The Economic Impact of a Government Shutdown

Each year Congress passes, and the President signs into law, 12 appropriations bills to fund the government for that fiscal year. If Congress fails to pass and sign these, a government shutdown occurs. This forces non-essential activities to cease, and many federal employees are furloughed. Essential services like food inspections, terrorism monitoring, and air traffic control continue to operate; however, other services such as passport processing, issuing business loans and grants, maintaining national parks, and even regulating the safety of medical drugs and medical devices are temporarily suspended.

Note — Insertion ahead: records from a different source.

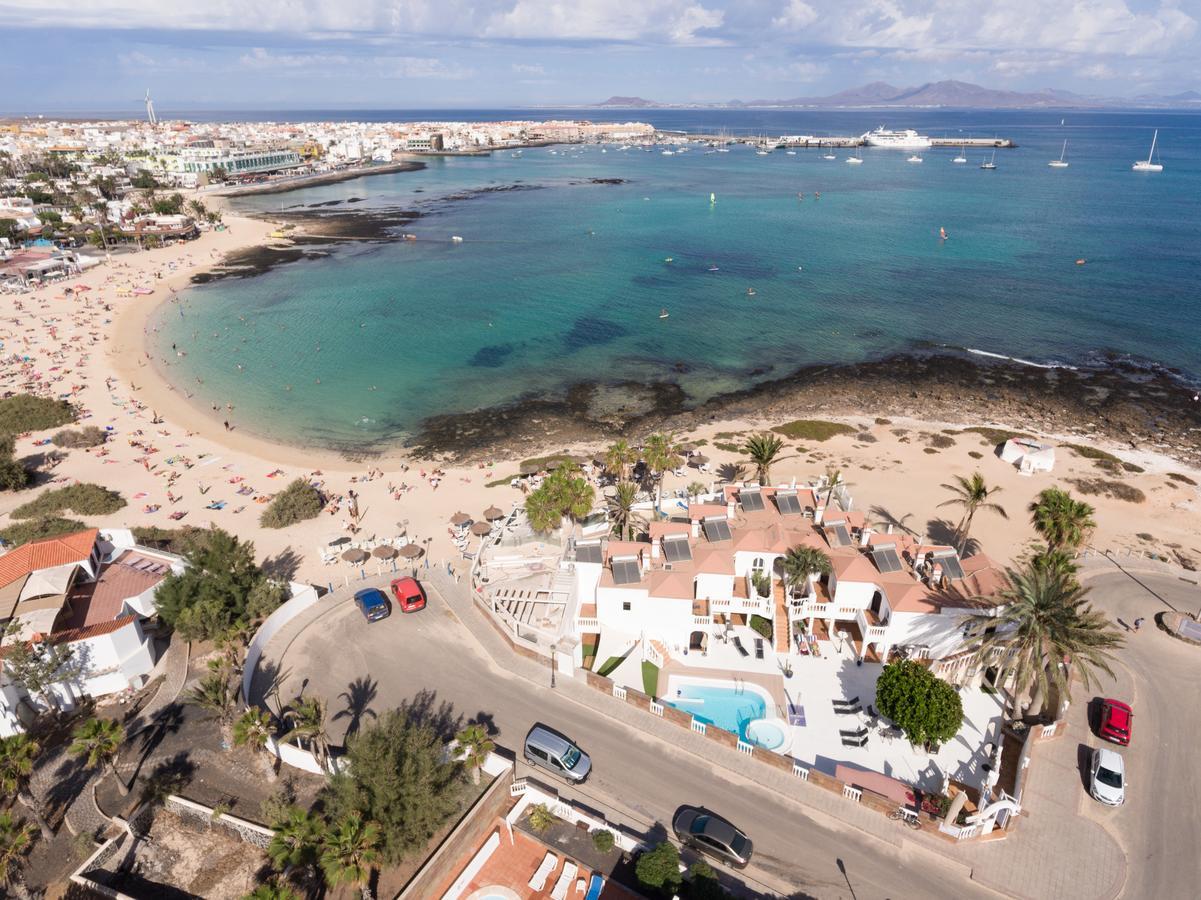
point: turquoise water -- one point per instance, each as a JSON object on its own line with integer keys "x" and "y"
{"x": 563, "y": 281}
{"x": 728, "y": 708}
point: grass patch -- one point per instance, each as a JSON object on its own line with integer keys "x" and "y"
{"x": 650, "y": 678}
{"x": 21, "y": 532}
{"x": 25, "y": 412}
{"x": 1104, "y": 487}
{"x": 811, "y": 429}
{"x": 297, "y": 502}
{"x": 81, "y": 499}
{"x": 996, "y": 435}
{"x": 609, "y": 665}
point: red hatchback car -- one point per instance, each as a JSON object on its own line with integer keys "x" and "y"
{"x": 1117, "y": 721}
{"x": 408, "y": 595}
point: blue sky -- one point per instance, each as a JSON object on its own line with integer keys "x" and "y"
{"x": 220, "y": 54}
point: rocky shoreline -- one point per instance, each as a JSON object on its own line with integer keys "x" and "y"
{"x": 1134, "y": 407}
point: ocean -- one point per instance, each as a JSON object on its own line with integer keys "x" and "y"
{"x": 568, "y": 260}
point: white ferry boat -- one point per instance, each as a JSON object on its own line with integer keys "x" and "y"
{"x": 907, "y": 139}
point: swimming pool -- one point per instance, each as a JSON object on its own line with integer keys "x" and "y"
{"x": 723, "y": 704}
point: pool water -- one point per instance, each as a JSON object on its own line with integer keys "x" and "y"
{"x": 729, "y": 708}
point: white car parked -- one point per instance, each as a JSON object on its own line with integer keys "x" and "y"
{"x": 1107, "y": 776}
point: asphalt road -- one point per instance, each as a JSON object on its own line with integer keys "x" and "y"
{"x": 1158, "y": 827}
{"x": 644, "y": 780}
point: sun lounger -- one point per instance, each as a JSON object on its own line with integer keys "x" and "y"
{"x": 565, "y": 881}
{"x": 538, "y": 880}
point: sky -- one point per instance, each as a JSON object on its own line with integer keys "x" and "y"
{"x": 408, "y": 54}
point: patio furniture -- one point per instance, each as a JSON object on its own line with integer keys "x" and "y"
{"x": 569, "y": 871}
{"x": 538, "y": 880}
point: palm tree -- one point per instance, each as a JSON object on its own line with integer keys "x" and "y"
{"x": 619, "y": 458}
{"x": 100, "y": 740}
{"x": 474, "y": 745}
{"x": 15, "y": 841}
{"x": 297, "y": 840}
{"x": 661, "y": 454}
{"x": 972, "y": 494}
{"x": 621, "y": 510}
{"x": 1045, "y": 620}
{"x": 17, "y": 756}
{"x": 763, "y": 450}
{"x": 348, "y": 851}
{"x": 256, "y": 729}
{"x": 802, "y": 561}
{"x": 215, "y": 693}
{"x": 1062, "y": 522}
{"x": 308, "y": 719}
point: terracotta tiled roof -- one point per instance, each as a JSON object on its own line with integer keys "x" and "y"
{"x": 45, "y": 554}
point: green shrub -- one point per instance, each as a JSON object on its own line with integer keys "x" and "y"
{"x": 79, "y": 499}
{"x": 650, "y": 678}
{"x": 762, "y": 626}
{"x": 603, "y": 840}
{"x": 87, "y": 436}
{"x": 296, "y": 502}
{"x": 812, "y": 429}
{"x": 25, "y": 412}
{"x": 21, "y": 532}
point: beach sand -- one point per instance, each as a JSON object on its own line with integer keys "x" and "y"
{"x": 66, "y": 346}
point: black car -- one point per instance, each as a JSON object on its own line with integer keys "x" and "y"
{"x": 712, "y": 835}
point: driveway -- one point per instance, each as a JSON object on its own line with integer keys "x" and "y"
{"x": 364, "y": 669}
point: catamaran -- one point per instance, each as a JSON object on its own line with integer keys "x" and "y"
{"x": 1061, "y": 162}
{"x": 1149, "y": 165}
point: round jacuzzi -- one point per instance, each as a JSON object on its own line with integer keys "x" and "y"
{"x": 768, "y": 733}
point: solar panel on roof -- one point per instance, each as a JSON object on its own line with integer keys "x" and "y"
{"x": 676, "y": 549}
{"x": 626, "y": 571}
{"x": 717, "y": 529}
{"x": 752, "y": 500}
{"x": 788, "y": 504}
{"x": 885, "y": 556}
{"x": 950, "y": 562}
{"x": 589, "y": 552}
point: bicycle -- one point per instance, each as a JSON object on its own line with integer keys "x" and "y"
{"x": 907, "y": 816}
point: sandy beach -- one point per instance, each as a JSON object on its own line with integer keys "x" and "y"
{"x": 90, "y": 347}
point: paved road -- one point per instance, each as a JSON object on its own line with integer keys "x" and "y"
{"x": 1158, "y": 827}
{"x": 795, "y": 854}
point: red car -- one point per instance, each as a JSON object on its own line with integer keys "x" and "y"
{"x": 1117, "y": 721}
{"x": 408, "y": 595}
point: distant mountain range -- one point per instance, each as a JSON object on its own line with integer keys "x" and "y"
{"x": 934, "y": 94}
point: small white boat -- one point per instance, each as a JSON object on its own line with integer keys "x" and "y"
{"x": 1061, "y": 162}
{"x": 1149, "y": 165}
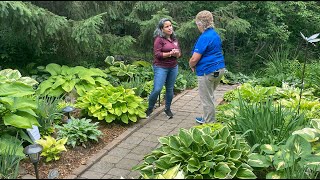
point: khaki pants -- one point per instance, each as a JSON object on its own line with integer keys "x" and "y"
{"x": 207, "y": 85}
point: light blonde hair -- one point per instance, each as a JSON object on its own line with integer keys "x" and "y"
{"x": 205, "y": 19}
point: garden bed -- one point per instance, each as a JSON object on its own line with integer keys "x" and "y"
{"x": 74, "y": 157}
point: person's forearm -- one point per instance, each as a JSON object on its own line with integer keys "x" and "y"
{"x": 193, "y": 62}
{"x": 194, "y": 59}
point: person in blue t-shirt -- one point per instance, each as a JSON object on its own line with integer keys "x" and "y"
{"x": 208, "y": 62}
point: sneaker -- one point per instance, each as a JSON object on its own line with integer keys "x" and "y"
{"x": 148, "y": 112}
{"x": 168, "y": 113}
{"x": 200, "y": 120}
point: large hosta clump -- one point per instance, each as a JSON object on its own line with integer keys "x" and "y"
{"x": 202, "y": 154}
{"x": 113, "y": 103}
{"x": 17, "y": 107}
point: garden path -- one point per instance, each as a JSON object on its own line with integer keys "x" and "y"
{"x": 127, "y": 150}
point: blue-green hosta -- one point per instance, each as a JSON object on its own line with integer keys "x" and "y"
{"x": 17, "y": 107}
{"x": 113, "y": 103}
{"x": 79, "y": 131}
{"x": 202, "y": 154}
{"x": 52, "y": 148}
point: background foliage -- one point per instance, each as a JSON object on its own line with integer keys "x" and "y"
{"x": 85, "y": 32}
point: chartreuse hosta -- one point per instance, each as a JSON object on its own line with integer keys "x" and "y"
{"x": 113, "y": 103}
{"x": 64, "y": 79}
{"x": 202, "y": 154}
{"x": 16, "y": 103}
{"x": 298, "y": 158}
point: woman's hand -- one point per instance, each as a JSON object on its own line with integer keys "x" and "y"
{"x": 175, "y": 52}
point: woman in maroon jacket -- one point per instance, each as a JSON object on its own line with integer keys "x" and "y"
{"x": 165, "y": 65}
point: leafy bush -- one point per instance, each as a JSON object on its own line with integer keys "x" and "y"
{"x": 265, "y": 123}
{"x": 64, "y": 79}
{"x": 79, "y": 131}
{"x": 293, "y": 160}
{"x": 113, "y": 103}
{"x": 201, "y": 153}
{"x": 48, "y": 112}
{"x": 10, "y": 156}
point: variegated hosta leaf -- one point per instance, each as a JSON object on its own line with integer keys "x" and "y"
{"x": 174, "y": 142}
{"x": 298, "y": 146}
{"x": 235, "y": 154}
{"x": 275, "y": 175}
{"x": 258, "y": 160}
{"x": 269, "y": 148}
{"x": 221, "y": 170}
{"x": 53, "y": 69}
{"x": 311, "y": 161}
{"x": 283, "y": 160}
{"x": 224, "y": 133}
{"x": 244, "y": 173}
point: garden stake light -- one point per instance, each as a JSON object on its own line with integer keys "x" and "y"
{"x": 68, "y": 110}
{"x": 33, "y": 152}
{"x": 312, "y": 39}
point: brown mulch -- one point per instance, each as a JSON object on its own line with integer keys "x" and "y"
{"x": 73, "y": 157}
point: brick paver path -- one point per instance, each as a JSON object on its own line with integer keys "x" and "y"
{"x": 127, "y": 150}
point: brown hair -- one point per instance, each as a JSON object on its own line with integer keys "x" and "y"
{"x": 205, "y": 19}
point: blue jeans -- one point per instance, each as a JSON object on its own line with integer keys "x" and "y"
{"x": 163, "y": 76}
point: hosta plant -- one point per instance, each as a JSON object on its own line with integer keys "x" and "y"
{"x": 64, "y": 79}
{"x": 172, "y": 173}
{"x": 295, "y": 159}
{"x": 17, "y": 107}
{"x": 52, "y": 148}
{"x": 113, "y": 103}
{"x": 202, "y": 154}
{"x": 79, "y": 131}
{"x": 10, "y": 156}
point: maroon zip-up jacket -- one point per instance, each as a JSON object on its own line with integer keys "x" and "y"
{"x": 162, "y": 45}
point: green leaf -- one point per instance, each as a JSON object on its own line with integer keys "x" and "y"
{"x": 258, "y": 160}
{"x": 224, "y": 133}
{"x": 53, "y": 69}
{"x": 69, "y": 85}
{"x": 58, "y": 82}
{"x": 174, "y": 142}
{"x": 269, "y": 148}
{"x": 208, "y": 140}
{"x": 162, "y": 164}
{"x": 244, "y": 173}
{"x": 221, "y": 170}
{"x": 235, "y": 154}
{"x": 24, "y": 120}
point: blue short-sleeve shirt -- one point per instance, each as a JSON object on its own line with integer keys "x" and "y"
{"x": 210, "y": 47}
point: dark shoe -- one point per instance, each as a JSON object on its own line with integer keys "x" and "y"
{"x": 148, "y": 112}
{"x": 200, "y": 120}
{"x": 168, "y": 113}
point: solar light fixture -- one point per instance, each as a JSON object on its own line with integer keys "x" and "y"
{"x": 33, "y": 152}
{"x": 68, "y": 110}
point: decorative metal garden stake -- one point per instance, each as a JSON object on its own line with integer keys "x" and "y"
{"x": 33, "y": 152}
{"x": 312, "y": 39}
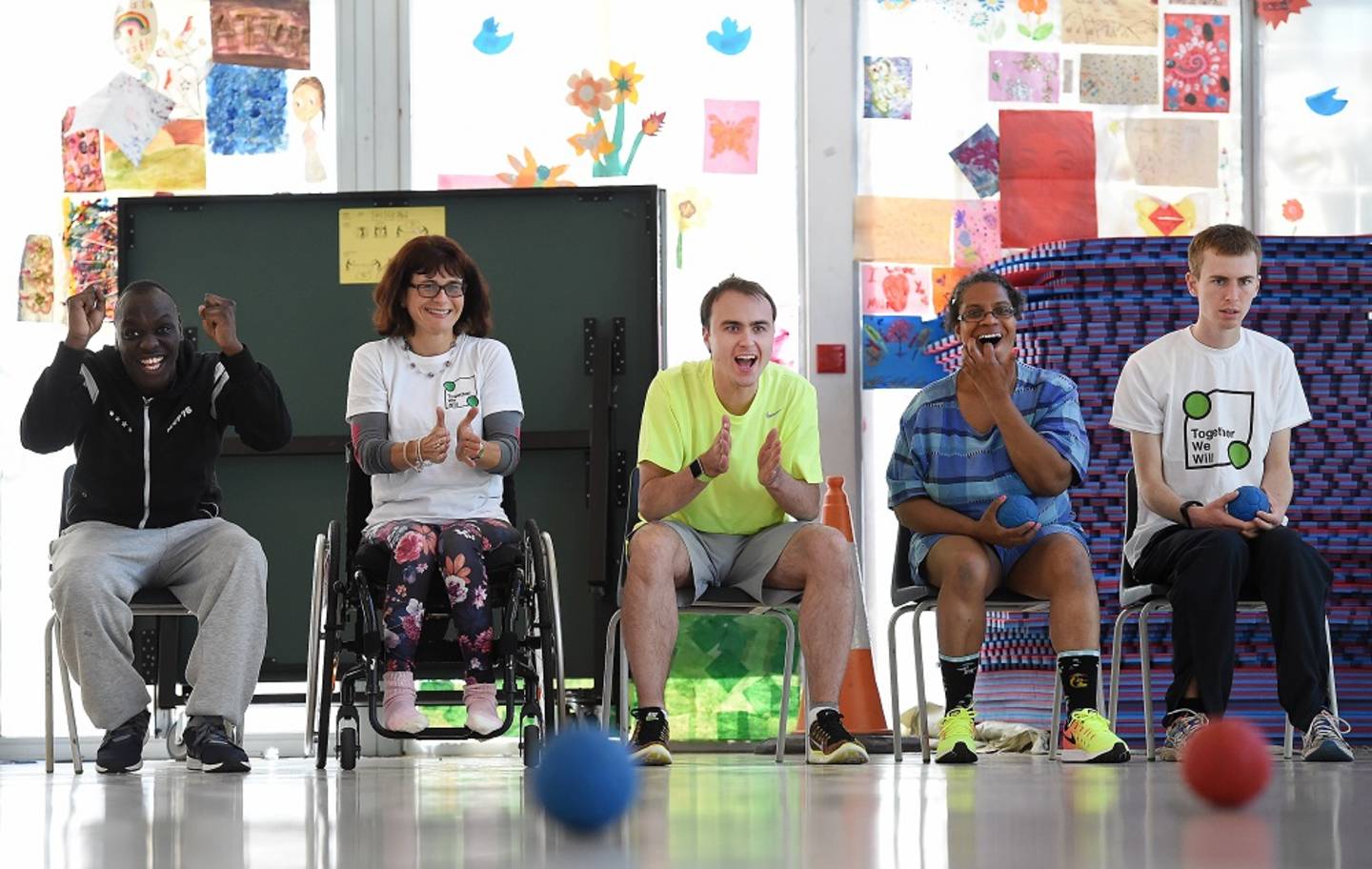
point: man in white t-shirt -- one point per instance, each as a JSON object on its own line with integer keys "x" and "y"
{"x": 1210, "y": 408}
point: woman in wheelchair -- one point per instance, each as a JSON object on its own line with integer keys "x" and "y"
{"x": 435, "y": 411}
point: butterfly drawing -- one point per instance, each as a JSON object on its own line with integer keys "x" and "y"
{"x": 730, "y": 134}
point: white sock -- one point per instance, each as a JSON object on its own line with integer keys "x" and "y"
{"x": 814, "y": 713}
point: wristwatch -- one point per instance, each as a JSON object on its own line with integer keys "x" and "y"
{"x": 1184, "y": 514}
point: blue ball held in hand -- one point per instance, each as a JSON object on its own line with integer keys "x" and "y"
{"x": 585, "y": 780}
{"x": 1247, "y": 503}
{"x": 1016, "y": 511}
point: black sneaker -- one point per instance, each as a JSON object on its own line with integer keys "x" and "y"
{"x": 209, "y": 748}
{"x": 121, "y": 750}
{"x": 832, "y": 743}
{"x": 649, "y": 740}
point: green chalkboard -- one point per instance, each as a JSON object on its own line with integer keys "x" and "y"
{"x": 575, "y": 277}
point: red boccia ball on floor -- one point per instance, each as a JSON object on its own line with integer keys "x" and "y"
{"x": 1227, "y": 762}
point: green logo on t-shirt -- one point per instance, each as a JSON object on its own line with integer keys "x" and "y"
{"x": 1219, "y": 429}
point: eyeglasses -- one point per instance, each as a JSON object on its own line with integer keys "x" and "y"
{"x": 430, "y": 290}
{"x": 978, "y": 314}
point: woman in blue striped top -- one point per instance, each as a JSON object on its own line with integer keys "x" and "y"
{"x": 997, "y": 429}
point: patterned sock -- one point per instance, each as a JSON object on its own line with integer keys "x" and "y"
{"x": 959, "y": 675}
{"x": 1078, "y": 672}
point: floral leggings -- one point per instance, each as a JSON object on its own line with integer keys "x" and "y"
{"x": 452, "y": 550}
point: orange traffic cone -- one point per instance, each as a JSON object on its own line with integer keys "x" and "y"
{"x": 858, "y": 697}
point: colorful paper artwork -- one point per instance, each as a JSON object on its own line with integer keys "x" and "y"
{"x": 891, "y": 289}
{"x": 247, "y": 110}
{"x": 1047, "y": 177}
{"x": 1172, "y": 152}
{"x": 895, "y": 230}
{"x": 1110, "y": 22}
{"x": 127, "y": 111}
{"x": 91, "y": 240}
{"x": 136, "y": 36}
{"x": 900, "y": 352}
{"x": 36, "y": 284}
{"x": 944, "y": 283}
{"x": 173, "y": 161}
{"x": 1120, "y": 80}
{"x": 979, "y": 158}
{"x": 1022, "y": 77}
{"x": 976, "y": 233}
{"x": 1166, "y": 218}
{"x": 1195, "y": 71}
{"x": 886, "y": 84}
{"x": 271, "y": 33}
{"x": 80, "y": 158}
{"x": 732, "y": 130}
{"x": 1278, "y": 11}
{"x": 368, "y": 237}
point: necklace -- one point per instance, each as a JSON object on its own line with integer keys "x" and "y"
{"x": 411, "y": 353}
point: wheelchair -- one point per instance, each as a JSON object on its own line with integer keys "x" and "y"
{"x": 346, "y": 635}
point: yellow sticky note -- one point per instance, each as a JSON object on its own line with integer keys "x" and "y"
{"x": 894, "y": 230}
{"x": 368, "y": 237}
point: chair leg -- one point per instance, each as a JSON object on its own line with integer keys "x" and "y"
{"x": 47, "y": 694}
{"x": 922, "y": 713}
{"x": 1057, "y": 718}
{"x": 608, "y": 684}
{"x": 73, "y": 738}
{"x": 785, "y": 681}
{"x": 1116, "y": 654}
{"x": 895, "y": 682}
{"x": 1146, "y": 673}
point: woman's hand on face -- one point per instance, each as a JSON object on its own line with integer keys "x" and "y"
{"x": 991, "y": 532}
{"x": 989, "y": 367}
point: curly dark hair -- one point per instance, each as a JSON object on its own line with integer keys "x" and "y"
{"x": 984, "y": 276}
{"x": 430, "y": 254}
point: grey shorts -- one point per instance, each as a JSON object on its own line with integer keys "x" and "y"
{"x": 736, "y": 563}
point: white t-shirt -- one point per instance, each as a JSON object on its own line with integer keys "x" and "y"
{"x": 382, "y": 380}
{"x": 1216, "y": 411}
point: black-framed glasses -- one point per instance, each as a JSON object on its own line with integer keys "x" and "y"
{"x": 978, "y": 314}
{"x": 430, "y": 290}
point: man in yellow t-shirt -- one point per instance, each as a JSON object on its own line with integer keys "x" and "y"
{"x": 729, "y": 448}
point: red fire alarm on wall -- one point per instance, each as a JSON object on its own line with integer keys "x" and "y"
{"x": 832, "y": 358}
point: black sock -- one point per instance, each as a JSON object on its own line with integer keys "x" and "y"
{"x": 1078, "y": 672}
{"x": 959, "y": 678}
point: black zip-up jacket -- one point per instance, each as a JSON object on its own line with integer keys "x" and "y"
{"x": 149, "y": 463}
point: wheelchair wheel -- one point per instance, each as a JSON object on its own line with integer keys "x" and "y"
{"x": 545, "y": 591}
{"x": 532, "y": 746}
{"x": 348, "y": 738}
{"x": 330, "y": 631}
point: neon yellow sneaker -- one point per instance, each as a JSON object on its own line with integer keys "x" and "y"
{"x": 957, "y": 736}
{"x": 1087, "y": 738}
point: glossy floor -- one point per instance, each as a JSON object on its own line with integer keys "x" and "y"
{"x": 705, "y": 810}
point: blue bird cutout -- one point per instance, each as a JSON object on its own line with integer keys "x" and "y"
{"x": 489, "y": 41}
{"x": 729, "y": 39}
{"x": 1325, "y": 103}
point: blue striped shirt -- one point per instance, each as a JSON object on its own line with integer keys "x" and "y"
{"x": 938, "y": 456}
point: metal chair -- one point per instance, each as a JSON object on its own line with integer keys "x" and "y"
{"x": 909, "y": 596}
{"x": 714, "y": 601}
{"x": 156, "y": 603}
{"x": 1149, "y": 598}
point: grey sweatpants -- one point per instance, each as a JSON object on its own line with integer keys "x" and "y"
{"x": 212, "y": 566}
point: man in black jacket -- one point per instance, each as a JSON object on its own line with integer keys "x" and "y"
{"x": 147, "y": 419}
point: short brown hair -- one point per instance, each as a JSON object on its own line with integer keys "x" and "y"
{"x": 430, "y": 254}
{"x": 1224, "y": 239}
{"x": 733, "y": 284}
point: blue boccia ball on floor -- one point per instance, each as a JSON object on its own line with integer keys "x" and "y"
{"x": 585, "y": 780}
{"x": 1016, "y": 511}
{"x": 1244, "y": 507}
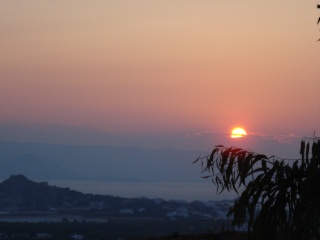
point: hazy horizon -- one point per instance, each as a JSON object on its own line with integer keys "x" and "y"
{"x": 159, "y": 75}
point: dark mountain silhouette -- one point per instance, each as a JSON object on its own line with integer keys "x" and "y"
{"x": 36, "y": 168}
{"x": 20, "y": 193}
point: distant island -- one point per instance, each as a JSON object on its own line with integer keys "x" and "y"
{"x": 29, "y": 202}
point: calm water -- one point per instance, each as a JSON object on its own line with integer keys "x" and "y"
{"x": 203, "y": 191}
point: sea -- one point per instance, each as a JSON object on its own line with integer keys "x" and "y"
{"x": 184, "y": 191}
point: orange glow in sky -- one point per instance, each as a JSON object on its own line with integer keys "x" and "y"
{"x": 155, "y": 66}
{"x": 238, "y": 132}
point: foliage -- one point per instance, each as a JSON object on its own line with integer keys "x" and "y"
{"x": 277, "y": 197}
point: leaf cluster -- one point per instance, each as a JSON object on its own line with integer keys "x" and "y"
{"x": 276, "y": 196}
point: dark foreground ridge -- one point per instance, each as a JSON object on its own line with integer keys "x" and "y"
{"x": 28, "y": 208}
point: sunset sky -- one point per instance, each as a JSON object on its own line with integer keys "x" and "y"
{"x": 161, "y": 67}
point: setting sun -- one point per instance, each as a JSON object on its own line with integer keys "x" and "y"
{"x": 238, "y": 132}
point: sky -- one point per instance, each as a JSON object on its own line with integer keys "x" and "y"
{"x": 143, "y": 69}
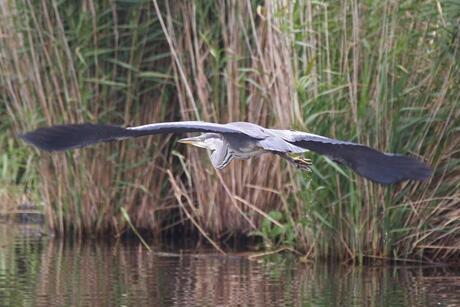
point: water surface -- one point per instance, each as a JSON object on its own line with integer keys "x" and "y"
{"x": 41, "y": 271}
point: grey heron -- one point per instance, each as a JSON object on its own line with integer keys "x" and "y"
{"x": 243, "y": 140}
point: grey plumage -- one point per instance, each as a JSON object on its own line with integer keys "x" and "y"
{"x": 242, "y": 140}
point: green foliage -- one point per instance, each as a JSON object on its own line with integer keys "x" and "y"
{"x": 381, "y": 73}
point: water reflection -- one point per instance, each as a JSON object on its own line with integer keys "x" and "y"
{"x": 39, "y": 271}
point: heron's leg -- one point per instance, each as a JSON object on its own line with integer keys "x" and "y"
{"x": 299, "y": 161}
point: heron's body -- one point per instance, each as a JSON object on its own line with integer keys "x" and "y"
{"x": 242, "y": 140}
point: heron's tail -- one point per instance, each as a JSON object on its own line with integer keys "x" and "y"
{"x": 62, "y": 137}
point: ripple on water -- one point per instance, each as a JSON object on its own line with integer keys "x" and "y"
{"x": 38, "y": 271}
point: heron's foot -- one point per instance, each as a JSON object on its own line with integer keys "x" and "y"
{"x": 302, "y": 163}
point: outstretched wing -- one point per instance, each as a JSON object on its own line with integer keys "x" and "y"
{"x": 63, "y": 137}
{"x": 384, "y": 168}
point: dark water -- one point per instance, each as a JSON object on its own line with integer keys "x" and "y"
{"x": 39, "y": 271}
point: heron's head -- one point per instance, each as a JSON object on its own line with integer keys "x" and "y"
{"x": 209, "y": 141}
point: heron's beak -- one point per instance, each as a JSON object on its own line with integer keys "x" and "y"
{"x": 192, "y": 141}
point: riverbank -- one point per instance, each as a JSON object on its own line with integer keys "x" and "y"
{"x": 384, "y": 74}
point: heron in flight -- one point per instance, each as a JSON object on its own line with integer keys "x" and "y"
{"x": 243, "y": 140}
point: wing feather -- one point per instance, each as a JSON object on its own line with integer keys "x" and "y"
{"x": 63, "y": 137}
{"x": 384, "y": 168}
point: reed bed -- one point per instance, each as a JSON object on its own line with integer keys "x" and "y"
{"x": 385, "y": 74}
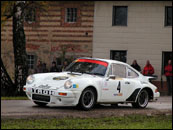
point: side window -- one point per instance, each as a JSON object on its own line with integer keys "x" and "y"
{"x": 131, "y": 73}
{"x": 31, "y": 61}
{"x": 110, "y": 70}
{"x": 119, "y": 70}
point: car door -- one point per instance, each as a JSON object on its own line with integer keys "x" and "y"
{"x": 112, "y": 90}
{"x": 130, "y": 84}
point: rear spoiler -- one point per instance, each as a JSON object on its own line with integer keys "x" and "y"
{"x": 152, "y": 77}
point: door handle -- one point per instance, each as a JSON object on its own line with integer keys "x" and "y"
{"x": 127, "y": 82}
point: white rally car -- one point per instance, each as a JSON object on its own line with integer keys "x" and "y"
{"x": 90, "y": 81}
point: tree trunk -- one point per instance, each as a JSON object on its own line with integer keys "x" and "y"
{"x": 7, "y": 86}
{"x": 19, "y": 46}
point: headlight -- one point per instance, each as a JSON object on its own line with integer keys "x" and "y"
{"x": 68, "y": 84}
{"x": 30, "y": 79}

Each agency determines its own plan, often based on previous shutdown guidance, but most non-essential activities stop and hundreds of thousands of workers are not paid during a shutdown. The longer a shutdown continues, the greater the economic impact. A recent study by the Congressional Budget Office (CBO) found that the 2018-2019 shutdown reduced GDP by $11 billion, with $3 billion of those losses never recovered.

The courts and Congress are not affected during a shutdown because of a 1981 legal opinion by Attorney General Benjamin Civiletti. The same logic applies to presidentially appointed and Senate confirmed members of the Cabinet.

For example, a Congressional Budget Office report from the last shutdown found that two major Small Business Administration loan programs were halted during the duration of the shutdown. This reduced the ability of small businesses to access $200 million per day in funding and may have hindered future investment and hiring decisions. Social Security and Medicare beneficiaries will receive their checks during a shutdown, but services such as benefit verification and new card issuance will stop. Call centers will be closed and customer service wait times will increase.